Processing of β-amyloid precursor protein in microglia and astrocytes favors an internal localization over constitutive secretion

Abstract

Microglial cells and astrocytes are closely associated with nearly all compact deposits of the amyloid β-protein found in the senile plaques characteristic of Alzheimer's disease and trisomy 21. The biosynthesis and metabolic fate of the β-amyloid precursor protein (βAPP) in astrocytes has not been characterized, and its identification in microglia has not been described. Here, we report the expression of βAPP by astrocytes and microglia in primary cultures of cerebral cortex from newborn rats. Using metabolic labeling followed by immunoprecipitation, we show that both astrocytes and microglia express substantial amounts of the major isoforms of βAPP. This is confirmed by PCR-mediated amplification of the corresponding mRNAs, showing that all three major transcripts (βAPP695, βAPP751, and βAPP770) are present in relatively equal amounts. Despite rapid turnover of the precursor, astrocytes and microglia show a reduced production of soluble fragments of βAPP compared to cells transfected with βAPP cDNAs. The relative amount of soluble βAPP molecules generated is both cell type and isoform specific.

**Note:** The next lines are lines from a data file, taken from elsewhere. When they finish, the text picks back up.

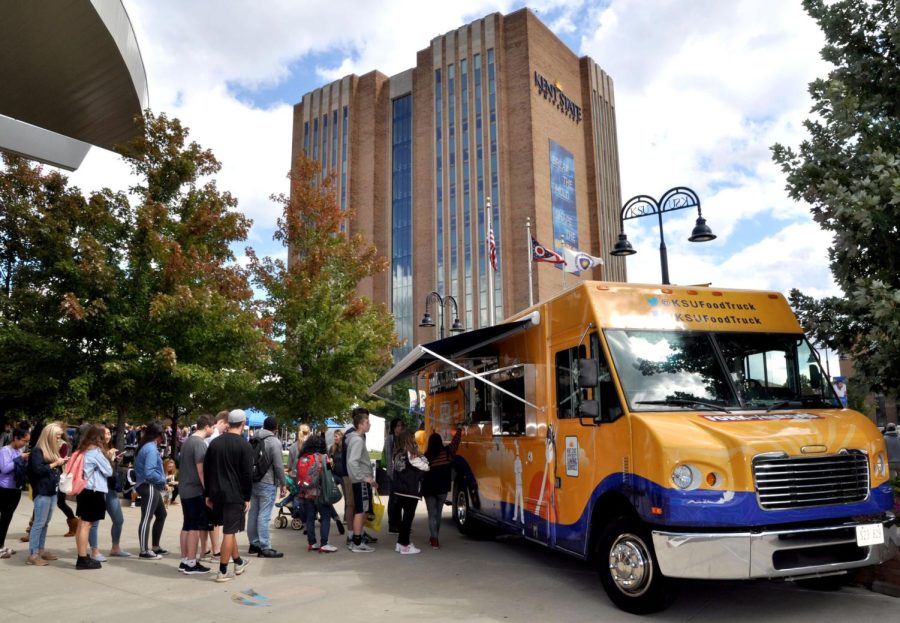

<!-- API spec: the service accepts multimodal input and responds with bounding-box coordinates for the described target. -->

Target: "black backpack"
[250,437,272,482]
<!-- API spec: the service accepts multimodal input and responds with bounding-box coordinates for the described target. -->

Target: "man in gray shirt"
[178,415,213,575]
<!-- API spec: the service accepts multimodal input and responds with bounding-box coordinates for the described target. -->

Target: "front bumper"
[652,514,900,580]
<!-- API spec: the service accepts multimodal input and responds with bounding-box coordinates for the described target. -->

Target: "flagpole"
[484,197,496,327]
[525,216,534,307]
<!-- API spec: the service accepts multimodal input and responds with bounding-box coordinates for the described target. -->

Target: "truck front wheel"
[596,516,674,614]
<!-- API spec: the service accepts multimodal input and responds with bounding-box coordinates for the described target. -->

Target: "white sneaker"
[400,543,422,554]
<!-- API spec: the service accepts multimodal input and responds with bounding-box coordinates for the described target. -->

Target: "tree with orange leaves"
[250,156,397,423]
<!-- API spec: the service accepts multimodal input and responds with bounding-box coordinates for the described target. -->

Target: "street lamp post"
[419,290,466,339]
[610,186,716,285]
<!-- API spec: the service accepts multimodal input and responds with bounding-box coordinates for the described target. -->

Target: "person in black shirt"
[203,409,253,582]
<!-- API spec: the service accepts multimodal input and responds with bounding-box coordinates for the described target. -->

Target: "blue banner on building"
[550,139,578,267]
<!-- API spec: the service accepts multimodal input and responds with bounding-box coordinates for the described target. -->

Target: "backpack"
[250,437,272,482]
[297,454,320,492]
[59,452,87,495]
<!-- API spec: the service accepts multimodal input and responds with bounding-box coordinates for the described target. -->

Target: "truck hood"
[631,409,886,491]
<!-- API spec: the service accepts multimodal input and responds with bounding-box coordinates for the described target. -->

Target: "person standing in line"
[390,430,429,554]
[178,414,213,575]
[247,415,284,558]
[75,424,115,570]
[134,422,169,560]
[346,407,375,553]
[25,422,69,567]
[0,428,31,558]
[88,426,131,562]
[56,425,78,537]
[203,409,253,582]
[422,427,462,549]
[200,411,228,560]
[382,418,406,534]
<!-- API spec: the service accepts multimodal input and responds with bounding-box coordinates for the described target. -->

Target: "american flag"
[488,227,497,272]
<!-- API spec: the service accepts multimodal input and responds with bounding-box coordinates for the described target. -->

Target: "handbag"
[316,459,343,504]
[366,493,384,532]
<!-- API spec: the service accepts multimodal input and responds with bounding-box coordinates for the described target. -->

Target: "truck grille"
[753,452,869,510]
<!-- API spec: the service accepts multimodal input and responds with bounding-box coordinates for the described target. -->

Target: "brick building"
[292,9,625,354]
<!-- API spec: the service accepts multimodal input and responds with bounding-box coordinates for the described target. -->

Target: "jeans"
[88,491,125,549]
[425,493,447,539]
[247,482,277,549]
[28,494,56,556]
[300,500,331,546]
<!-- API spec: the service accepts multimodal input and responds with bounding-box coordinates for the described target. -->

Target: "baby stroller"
[275,476,306,532]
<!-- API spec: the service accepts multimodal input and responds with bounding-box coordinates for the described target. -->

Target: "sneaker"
[184,562,210,575]
[75,556,102,570]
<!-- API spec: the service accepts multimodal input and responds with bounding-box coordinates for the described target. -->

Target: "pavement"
[0,496,900,623]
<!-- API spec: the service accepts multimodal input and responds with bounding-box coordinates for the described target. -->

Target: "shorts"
[181,495,212,532]
[352,482,372,515]
[210,502,245,534]
[75,489,106,522]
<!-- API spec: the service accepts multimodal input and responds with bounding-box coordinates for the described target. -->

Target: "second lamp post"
[610,186,716,285]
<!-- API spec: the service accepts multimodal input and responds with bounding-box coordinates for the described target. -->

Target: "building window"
[459,59,475,327]
[341,106,348,212]
[445,65,460,300]
[488,48,503,320]
[434,69,444,292]
[391,95,413,361]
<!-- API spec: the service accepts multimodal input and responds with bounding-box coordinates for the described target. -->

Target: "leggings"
[137,482,166,553]
[56,491,75,519]
[0,489,22,549]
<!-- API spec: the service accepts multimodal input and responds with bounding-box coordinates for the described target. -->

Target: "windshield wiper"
[635,398,731,413]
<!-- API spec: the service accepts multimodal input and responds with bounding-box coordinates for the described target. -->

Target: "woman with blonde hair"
[25,422,68,567]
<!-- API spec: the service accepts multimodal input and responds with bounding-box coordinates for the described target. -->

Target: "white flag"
[563,248,603,273]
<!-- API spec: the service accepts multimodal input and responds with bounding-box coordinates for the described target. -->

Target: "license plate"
[856,523,884,547]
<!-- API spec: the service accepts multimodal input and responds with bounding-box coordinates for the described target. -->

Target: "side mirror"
[578,400,600,422]
[809,364,822,389]
[577,359,600,389]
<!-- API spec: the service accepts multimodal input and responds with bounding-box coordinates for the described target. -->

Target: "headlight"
[875,452,887,478]
[672,465,697,489]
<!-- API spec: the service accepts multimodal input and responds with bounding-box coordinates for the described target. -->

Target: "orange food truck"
[370,282,898,613]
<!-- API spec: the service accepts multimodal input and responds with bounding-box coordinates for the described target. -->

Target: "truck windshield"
[715,333,839,410]
[605,329,838,411]
[606,329,739,411]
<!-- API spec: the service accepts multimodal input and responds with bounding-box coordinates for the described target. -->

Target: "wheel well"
[587,491,637,558]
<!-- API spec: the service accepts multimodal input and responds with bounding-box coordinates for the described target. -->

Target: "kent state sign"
[534,71,581,123]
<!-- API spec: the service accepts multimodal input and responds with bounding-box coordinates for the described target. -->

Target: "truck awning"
[369,311,541,396]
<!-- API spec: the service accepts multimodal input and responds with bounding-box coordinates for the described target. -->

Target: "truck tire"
[453,482,490,539]
[595,516,675,614]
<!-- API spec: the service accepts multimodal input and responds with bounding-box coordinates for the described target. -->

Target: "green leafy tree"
[773,0,900,395]
[249,156,396,424]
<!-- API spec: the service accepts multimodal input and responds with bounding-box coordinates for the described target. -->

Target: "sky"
[70,0,840,368]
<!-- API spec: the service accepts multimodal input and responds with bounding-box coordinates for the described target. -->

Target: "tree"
[773,0,900,395]
[249,156,397,424]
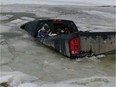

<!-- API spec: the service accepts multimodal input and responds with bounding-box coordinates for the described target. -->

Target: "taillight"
[70,38,80,55]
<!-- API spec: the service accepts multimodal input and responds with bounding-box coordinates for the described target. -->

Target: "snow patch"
[0,15,13,21]
[0,71,38,87]
[84,10,116,18]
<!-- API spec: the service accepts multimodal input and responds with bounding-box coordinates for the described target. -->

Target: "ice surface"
[0,0,116,5]
[0,15,13,20]
[0,5,116,87]
[0,71,38,87]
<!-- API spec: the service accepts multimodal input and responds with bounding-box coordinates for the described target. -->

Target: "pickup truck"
[21,19,116,58]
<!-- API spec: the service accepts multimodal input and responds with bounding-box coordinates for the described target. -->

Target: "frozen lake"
[0,5,116,87]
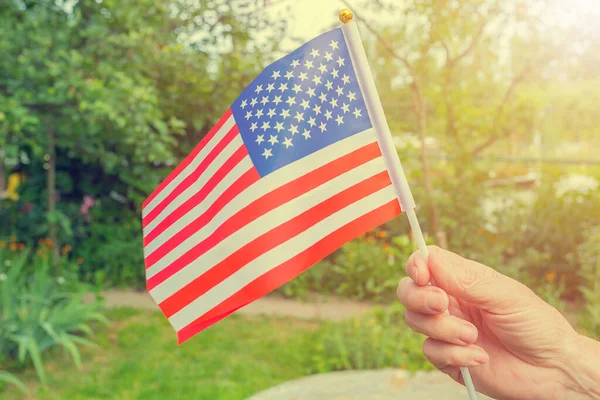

Immunocytochemistry reveals that full-length βAPP is located in internal membranous vesicles, with only very little insertion at the cell surface. The latter data are in agreement with the reduced ability of microglia and astrocytes to cleave the βAPP into soluble derivatives. Our findings indicate that both astrocytes and microglia strongly express all three major forms of βAPP but apparently process these molecules by an alternative pathway that generates very small amounts of soluble βAPP. The immunocytochemical localization and the biochemical data lead to the suggestion that βAPP may not function principally as a cell surface or secreted protein in vivo but may have an important intracellular function.